A very active convective system that came up from Montana, dumped a lot of rain over southern Manitoba Friday morning.

Brian Proctor with Environment Canada says the highest amount reported was in Rosenort where more than 100 millimetres (mm) of rain fell. Yet, 20 kilometres to the southeast, in Morris, less than half that amount was reported. Other readings from around the region include 60 mm in Niverville, 54 mm in Miami, 49 mm in Pilot Mound, 45 mm in Killarney, 40 mm in Carman, 26 mm in St. Pierre, 21 mm in Morden, 19 mm in Steinbach, 17 mm in Marchand, 9 mm in Brandon, 8 mm in Zhoda and 6 mm at the Winnipeg Airport.

Proctor explains the reason some areas received significantly more rain can be attributed to where the strongest updrafts were in those thunderstorms. He notes that is what enables thunderstorms to cycle and take larger and larger particles up into the atmosphere, collecting hail.

"That hail will then melt before it reaches the ground, and so you get heavier precipitation amounts underneath the cells that are being more heavily developed," he says.

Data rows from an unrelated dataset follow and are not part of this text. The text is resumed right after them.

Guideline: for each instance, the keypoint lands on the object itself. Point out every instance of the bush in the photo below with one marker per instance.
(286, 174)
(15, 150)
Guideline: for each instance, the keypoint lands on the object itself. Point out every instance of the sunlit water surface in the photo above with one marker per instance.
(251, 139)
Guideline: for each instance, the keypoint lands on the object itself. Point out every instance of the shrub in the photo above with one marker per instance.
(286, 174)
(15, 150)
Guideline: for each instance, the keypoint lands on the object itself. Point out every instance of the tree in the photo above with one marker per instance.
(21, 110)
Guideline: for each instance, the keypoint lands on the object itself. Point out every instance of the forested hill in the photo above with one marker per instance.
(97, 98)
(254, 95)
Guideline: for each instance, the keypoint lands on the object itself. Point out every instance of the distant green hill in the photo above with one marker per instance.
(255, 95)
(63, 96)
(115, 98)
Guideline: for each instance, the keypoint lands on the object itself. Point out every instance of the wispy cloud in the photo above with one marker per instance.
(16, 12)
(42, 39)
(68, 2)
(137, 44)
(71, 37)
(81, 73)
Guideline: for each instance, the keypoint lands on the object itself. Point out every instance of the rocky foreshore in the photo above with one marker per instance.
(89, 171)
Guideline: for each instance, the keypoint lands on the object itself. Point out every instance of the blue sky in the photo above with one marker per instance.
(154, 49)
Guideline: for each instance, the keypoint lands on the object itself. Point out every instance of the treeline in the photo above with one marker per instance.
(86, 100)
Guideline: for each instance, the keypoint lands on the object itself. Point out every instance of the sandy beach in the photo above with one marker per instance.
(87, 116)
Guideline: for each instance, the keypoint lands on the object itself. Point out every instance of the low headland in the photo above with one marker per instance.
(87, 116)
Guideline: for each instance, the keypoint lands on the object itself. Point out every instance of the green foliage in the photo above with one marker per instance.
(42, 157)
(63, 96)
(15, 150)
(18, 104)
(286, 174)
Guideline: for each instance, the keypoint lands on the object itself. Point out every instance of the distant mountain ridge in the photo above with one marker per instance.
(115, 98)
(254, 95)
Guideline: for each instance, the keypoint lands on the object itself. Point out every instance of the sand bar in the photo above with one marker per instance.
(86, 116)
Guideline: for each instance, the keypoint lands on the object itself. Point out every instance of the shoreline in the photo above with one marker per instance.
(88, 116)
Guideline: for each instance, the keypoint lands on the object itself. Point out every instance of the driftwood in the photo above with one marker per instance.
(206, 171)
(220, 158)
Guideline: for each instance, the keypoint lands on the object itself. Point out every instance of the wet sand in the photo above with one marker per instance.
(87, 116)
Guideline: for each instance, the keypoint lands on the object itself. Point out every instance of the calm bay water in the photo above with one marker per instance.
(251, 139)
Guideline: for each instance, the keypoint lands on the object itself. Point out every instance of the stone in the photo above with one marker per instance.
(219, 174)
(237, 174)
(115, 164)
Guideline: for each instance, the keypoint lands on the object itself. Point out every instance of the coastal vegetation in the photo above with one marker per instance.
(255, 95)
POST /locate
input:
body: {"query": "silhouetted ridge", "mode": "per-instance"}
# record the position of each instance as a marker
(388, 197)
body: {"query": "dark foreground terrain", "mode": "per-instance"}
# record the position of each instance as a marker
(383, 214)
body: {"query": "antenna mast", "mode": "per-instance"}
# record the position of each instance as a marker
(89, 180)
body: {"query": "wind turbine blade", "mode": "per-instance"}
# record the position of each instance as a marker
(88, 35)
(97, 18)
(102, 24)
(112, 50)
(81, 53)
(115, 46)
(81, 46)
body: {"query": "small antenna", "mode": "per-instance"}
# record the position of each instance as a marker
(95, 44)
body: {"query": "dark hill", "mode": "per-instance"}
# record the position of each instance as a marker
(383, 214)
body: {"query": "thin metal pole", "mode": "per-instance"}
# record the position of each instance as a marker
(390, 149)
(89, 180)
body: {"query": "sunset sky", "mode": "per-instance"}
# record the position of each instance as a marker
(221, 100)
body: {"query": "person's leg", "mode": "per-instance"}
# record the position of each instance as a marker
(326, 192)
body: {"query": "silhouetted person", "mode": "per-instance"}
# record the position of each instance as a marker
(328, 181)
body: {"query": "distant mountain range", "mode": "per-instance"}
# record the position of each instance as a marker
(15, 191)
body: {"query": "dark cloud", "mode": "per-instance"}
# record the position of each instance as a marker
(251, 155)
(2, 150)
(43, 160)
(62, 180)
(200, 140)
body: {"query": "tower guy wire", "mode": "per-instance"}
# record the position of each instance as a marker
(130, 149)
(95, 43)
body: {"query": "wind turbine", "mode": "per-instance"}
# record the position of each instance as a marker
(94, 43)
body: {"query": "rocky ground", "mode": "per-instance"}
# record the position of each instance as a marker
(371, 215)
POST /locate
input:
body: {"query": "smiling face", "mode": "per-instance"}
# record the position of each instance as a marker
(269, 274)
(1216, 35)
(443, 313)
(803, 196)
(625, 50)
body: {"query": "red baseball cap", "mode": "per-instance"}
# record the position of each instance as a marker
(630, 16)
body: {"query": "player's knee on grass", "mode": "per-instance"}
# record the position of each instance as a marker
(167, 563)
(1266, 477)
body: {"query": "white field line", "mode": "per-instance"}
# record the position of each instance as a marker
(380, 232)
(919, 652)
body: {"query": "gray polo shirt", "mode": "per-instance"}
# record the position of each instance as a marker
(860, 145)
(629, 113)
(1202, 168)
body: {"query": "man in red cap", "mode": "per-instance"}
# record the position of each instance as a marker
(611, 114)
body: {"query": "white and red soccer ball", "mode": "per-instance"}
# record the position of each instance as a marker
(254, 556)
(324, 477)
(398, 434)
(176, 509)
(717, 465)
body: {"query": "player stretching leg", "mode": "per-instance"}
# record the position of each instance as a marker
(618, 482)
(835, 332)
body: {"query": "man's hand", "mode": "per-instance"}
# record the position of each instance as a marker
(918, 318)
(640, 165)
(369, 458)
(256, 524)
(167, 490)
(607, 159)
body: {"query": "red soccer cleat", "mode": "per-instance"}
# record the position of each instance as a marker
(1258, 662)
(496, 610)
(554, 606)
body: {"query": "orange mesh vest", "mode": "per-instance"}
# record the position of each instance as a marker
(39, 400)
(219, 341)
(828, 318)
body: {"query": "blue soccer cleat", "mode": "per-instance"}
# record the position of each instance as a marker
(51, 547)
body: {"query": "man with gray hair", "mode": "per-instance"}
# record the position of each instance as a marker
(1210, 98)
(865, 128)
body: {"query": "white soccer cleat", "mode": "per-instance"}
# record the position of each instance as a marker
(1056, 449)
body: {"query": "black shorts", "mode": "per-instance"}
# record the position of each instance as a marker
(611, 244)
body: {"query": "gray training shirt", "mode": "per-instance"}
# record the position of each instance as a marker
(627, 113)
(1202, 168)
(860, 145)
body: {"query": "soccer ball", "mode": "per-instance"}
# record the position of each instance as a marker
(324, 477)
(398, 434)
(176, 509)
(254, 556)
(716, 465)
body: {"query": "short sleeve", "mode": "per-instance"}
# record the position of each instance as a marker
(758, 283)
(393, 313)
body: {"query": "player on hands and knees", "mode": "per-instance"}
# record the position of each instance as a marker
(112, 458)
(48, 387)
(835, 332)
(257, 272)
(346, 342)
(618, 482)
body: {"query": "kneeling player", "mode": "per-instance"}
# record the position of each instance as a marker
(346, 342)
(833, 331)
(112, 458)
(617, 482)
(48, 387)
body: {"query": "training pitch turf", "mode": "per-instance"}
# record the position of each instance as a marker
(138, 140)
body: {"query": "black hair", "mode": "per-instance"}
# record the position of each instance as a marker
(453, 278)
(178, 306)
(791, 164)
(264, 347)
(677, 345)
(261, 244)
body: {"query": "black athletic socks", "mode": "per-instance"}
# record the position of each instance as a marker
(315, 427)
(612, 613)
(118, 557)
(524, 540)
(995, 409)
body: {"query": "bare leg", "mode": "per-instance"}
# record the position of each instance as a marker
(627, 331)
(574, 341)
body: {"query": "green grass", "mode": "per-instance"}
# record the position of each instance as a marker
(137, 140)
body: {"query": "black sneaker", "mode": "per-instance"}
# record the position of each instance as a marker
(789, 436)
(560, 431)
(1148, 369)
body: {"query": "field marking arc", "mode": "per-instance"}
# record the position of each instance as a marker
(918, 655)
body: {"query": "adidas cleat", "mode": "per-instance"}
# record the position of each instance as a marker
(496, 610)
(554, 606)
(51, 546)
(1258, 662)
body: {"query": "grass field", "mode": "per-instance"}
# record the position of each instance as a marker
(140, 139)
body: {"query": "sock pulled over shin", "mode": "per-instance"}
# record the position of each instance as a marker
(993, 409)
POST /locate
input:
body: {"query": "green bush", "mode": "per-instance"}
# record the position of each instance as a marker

Proctor further explains we had an elongated swath of precipitation along a warm front. He adds the localized heavy amounts of rain were where the cells were embedded along the warm front.

While the heaviest amounts of rain in southern Manitoba came along the Canada/ U.S. border, Proctor says there was also a lot of rain in North Dakota where places like Grand Forks experienced overland flooding. He guesses between 50 mm and 100 mm of rain fell in parts of North Dakota. Proctor adds certain areas of the Dakotas and Minnesota also saw large amounts of hail and strong winds. There are no reports of either in Manitoba.

Meanwhile, Proctor says it is shaping up to be an unsettled holiday weekend for weather in southern Manitoba. Winds from the northeast on Friday could cause more thunderstorms in the afternoon and evening hours. Proctor says local rain amounts of 10 to 20 mm are possible. Showers will linger through Saturday and Sunday before things stabilize on Monday.